1139PD - Clinical outcomes from the UK CUP-ONE Study: A multi-centre trial to assess the efficacy of epirubicin, cisplatin and capecitabine (ECX) in carcino...

Date 29 September 2014
Event ESMO 2014
Session Neuroendocrine & endocrine tumours and CUP
Topics Anticancer Agents
Carcinoma of Unknown Primary Site (CUP)
Translational Research
Basic Principles in the Management and Treatment (of cancer)
Biological Therapy
Presenter Harpreet Wasan
Citation Annals of Oncology (2014) 25 (suppl_4): iv394-iv405. 10.1093/annonc/mdu345
Authors H. Wasan1, J. Paul2, M.C. Nicolson3, T.R..J. Evans4, L. McMahon2, A. Morris2, E. McCartney2, C. Bridgewater5, D. Bowtell6, M. Erlander7, K.A. Oien8
  • 1Hammersmith Hospital, Department of Oncology, W12 0HS - London/GB
  • 2Cruk Clinical Trials Unit, Beatson Woscc, University of Glasgow, G12 0YN - Glasgow/GB
  • 3Medical Oncology, Aberdeen Royal Infirmary, GB-AB25 2ZN - Aberdeen/GB
  • 4Beatson Institute For Cancer Research, University of GlasgowBeatson Institute for Cancer Research, GB-G61 1BD - Bearsden, Glasgow/GB
  • 5Department Of Clinical Oncology, Weston Park Hospital, Sheffield, Sheffield/GB
  • 6Cancer Geonomics And Genetics Program, Peter MacCallum Cancer Centre, Melbourne/AU
  • 7Chief Scientific Officer, bioTheranostics Inc, San Diego/US
  • 8University Of Glasgow, Garscube Estate, Switchback Road, Cancer Research UK Beatson Laboratories, G61 1BD - Glasgow, Scotland/GB



A multi-centre single-arm phase II trial of epirubicin, cisplatin and capecitabine (ECX) to establish the efficacy of the ECX regimen, and an associated translational study incorporating the prospective validation of molecular classifiers and exploratory metabonomics.


CUP-ONE combines a multicentre phase II trial of epirubicin, cisplatin and capecitabine (ECX) [Part 2] and a concurrent translational study [Part 1] incorporating blinded prospective validation of 3 diagnostic molecular classifiers. 'Good' CUP subsets are specifically excluded (i.e. mid-line tumours, germ-cell origin, isolated axillary or neck lymphodenopathy and neuroendocrine).
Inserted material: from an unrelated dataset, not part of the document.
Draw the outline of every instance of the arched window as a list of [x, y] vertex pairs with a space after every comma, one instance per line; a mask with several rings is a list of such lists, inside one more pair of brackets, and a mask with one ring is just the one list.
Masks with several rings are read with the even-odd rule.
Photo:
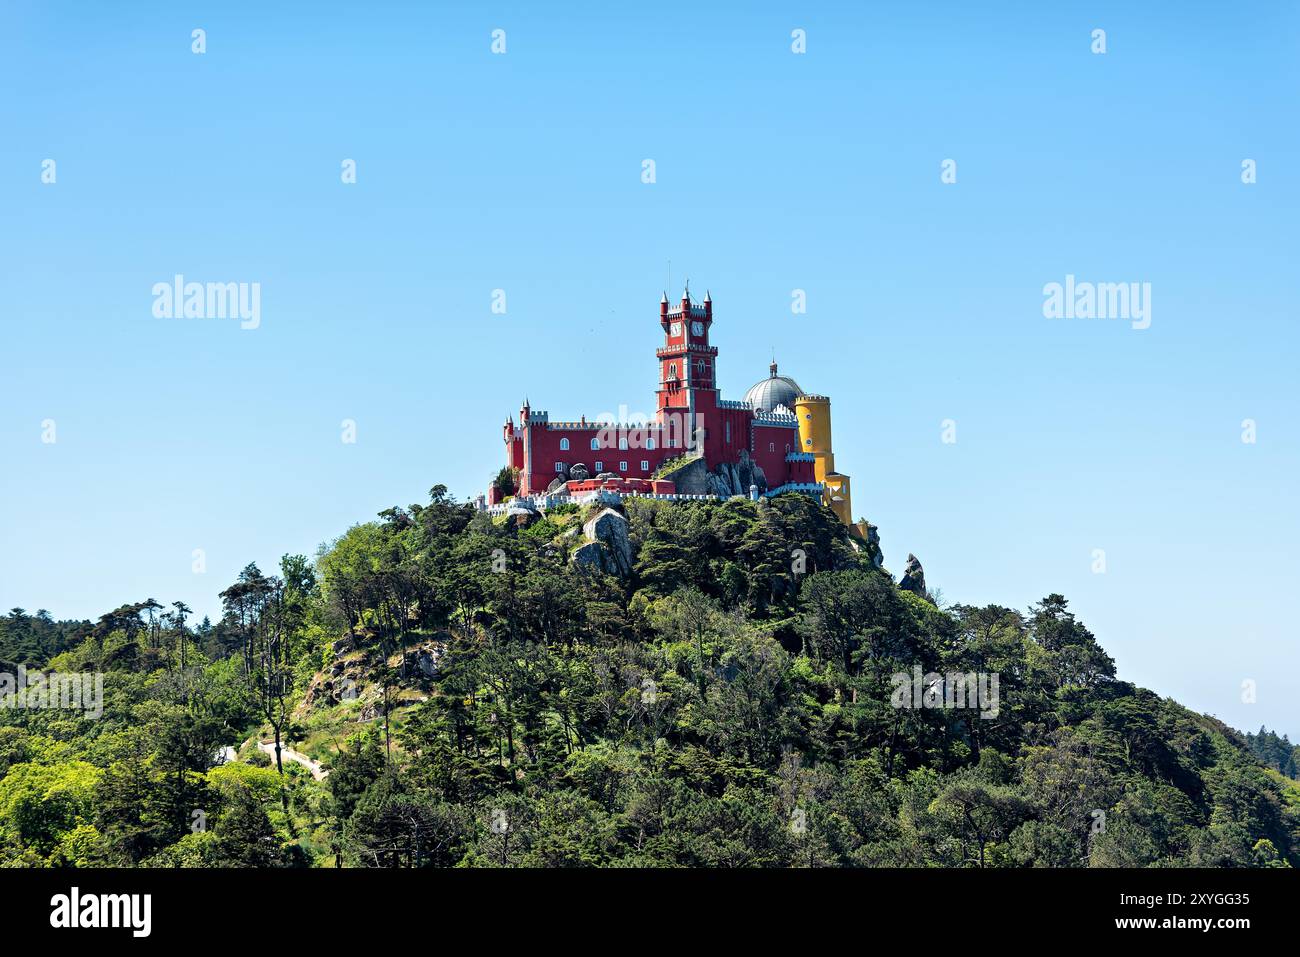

Part 2 assessed treatment outcomes to evaluate, after exclusion of the 'best' CUP subsets, ECX was a valuable treatment. This was formally assessed by overall RECIST response rate (ORR) using a Simon's two-stage minimax design to test the null hypothesis that the true ORR is <20% versus the alternative that it is >= 40% (95% power, 5% 1-sided). This required 57 patients. Secondary endpoints were progression- free survival (PFS), overall survival (OS) and quality of life (QoL).
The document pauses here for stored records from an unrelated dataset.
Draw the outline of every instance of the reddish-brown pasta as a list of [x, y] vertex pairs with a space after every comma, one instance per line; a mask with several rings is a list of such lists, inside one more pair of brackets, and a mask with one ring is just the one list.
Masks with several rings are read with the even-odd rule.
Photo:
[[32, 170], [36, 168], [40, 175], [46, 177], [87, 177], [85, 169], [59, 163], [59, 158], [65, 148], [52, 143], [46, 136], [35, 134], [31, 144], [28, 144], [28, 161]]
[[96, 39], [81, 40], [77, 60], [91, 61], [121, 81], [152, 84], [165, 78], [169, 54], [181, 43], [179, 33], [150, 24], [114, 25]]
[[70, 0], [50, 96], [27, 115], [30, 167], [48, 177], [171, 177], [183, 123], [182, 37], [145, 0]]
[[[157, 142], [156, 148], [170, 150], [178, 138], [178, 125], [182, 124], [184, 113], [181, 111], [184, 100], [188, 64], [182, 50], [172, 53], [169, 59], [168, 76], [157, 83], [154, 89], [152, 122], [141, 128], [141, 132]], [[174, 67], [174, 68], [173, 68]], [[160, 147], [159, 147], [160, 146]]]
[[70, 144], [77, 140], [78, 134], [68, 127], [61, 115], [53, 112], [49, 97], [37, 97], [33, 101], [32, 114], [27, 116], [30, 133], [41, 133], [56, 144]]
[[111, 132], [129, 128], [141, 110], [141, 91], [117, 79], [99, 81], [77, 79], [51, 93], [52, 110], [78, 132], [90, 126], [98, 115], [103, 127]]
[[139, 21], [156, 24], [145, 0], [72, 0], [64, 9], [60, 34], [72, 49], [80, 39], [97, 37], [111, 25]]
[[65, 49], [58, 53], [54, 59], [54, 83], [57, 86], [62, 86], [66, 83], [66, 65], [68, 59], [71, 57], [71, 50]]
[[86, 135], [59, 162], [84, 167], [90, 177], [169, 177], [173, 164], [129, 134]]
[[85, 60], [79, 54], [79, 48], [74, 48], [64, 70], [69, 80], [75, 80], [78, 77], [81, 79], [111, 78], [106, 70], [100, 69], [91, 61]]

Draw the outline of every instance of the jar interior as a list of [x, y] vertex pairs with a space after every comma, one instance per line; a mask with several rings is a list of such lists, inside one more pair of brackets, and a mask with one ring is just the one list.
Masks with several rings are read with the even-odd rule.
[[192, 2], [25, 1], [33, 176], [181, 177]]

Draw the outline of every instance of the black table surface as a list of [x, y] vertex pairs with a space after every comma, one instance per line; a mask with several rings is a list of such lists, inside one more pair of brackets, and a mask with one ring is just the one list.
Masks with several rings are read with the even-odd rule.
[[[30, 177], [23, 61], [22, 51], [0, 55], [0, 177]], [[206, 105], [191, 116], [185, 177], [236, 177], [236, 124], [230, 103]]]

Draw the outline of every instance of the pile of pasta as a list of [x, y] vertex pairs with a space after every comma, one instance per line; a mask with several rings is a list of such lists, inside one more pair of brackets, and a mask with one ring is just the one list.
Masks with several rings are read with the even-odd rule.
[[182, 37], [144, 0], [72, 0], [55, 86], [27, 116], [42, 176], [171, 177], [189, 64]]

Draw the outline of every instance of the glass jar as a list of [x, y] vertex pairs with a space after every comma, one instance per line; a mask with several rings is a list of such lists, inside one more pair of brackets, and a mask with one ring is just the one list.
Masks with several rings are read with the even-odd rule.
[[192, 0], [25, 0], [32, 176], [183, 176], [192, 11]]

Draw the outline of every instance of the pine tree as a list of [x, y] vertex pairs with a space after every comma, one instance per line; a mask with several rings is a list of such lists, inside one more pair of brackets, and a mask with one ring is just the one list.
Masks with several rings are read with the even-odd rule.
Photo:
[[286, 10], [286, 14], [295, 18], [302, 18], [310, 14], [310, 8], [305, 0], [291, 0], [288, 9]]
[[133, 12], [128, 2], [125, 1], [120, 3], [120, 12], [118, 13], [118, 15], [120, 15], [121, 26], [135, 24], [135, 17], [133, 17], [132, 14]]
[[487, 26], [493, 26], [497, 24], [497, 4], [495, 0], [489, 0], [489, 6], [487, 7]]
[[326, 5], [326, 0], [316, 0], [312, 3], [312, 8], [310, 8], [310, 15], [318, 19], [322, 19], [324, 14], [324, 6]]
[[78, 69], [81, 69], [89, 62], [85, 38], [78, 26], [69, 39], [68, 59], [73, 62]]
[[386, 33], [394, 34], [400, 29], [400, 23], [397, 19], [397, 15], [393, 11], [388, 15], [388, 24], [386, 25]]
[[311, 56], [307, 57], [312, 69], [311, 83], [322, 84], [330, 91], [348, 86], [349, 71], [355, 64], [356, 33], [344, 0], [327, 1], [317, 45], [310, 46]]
Since February 2010, CUP-ONE has recruited 531 patients to Part 1 (still open) and 59 to Part 2 (54 in both). Part 2 closed to recruitment in February 2013. Results are presented for 58 eligible patients. Demographics: Male 47%, female 53%. ECOG PS 0: 38%, 1: 62%. Median age: 63 (range 29- 78). 91% Stage IV, 5% Stage III. 81% adenocarcinoma, 5% squamous carcinoma, 50% poorly or undifferentiated pathology. Study therapy: 30% completed 8 cycles of ECX (median 5 cycles). Efficacy: The null hypothesis was rejected with an estimated ORR of 35% (90% CI 25%- 47%; CR 7%; PR 28%; SD 26%, PD 30%). Median PFS 6.9 months (80% CI 4.8, 7.8), median OS 10.2 months (80% CI 8.3, 11.1). Treatment toxicities were acceptable with 54% recording worst AE grade <3.
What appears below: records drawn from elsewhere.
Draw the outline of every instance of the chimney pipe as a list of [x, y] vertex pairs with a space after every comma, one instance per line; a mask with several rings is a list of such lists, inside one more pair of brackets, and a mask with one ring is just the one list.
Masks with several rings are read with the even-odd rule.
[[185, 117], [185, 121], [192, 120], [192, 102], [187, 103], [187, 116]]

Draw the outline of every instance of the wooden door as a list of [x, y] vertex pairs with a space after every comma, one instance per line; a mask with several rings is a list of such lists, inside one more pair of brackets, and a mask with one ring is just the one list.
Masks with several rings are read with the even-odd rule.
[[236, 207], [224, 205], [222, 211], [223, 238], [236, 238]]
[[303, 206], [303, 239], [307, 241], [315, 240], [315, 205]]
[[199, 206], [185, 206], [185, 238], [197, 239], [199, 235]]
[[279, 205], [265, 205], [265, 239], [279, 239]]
CUP-ONE is the largest prospective CUP trial incorporating detailed diagnostic biomarkers including gene expression profiling. After excluding 'best' prognosis CUP patients, ECX proved an active and well- tolerated regimen. Correlation with translational outputs and QoL analysis is ongoing.


All authors have declared no conflicts of interest.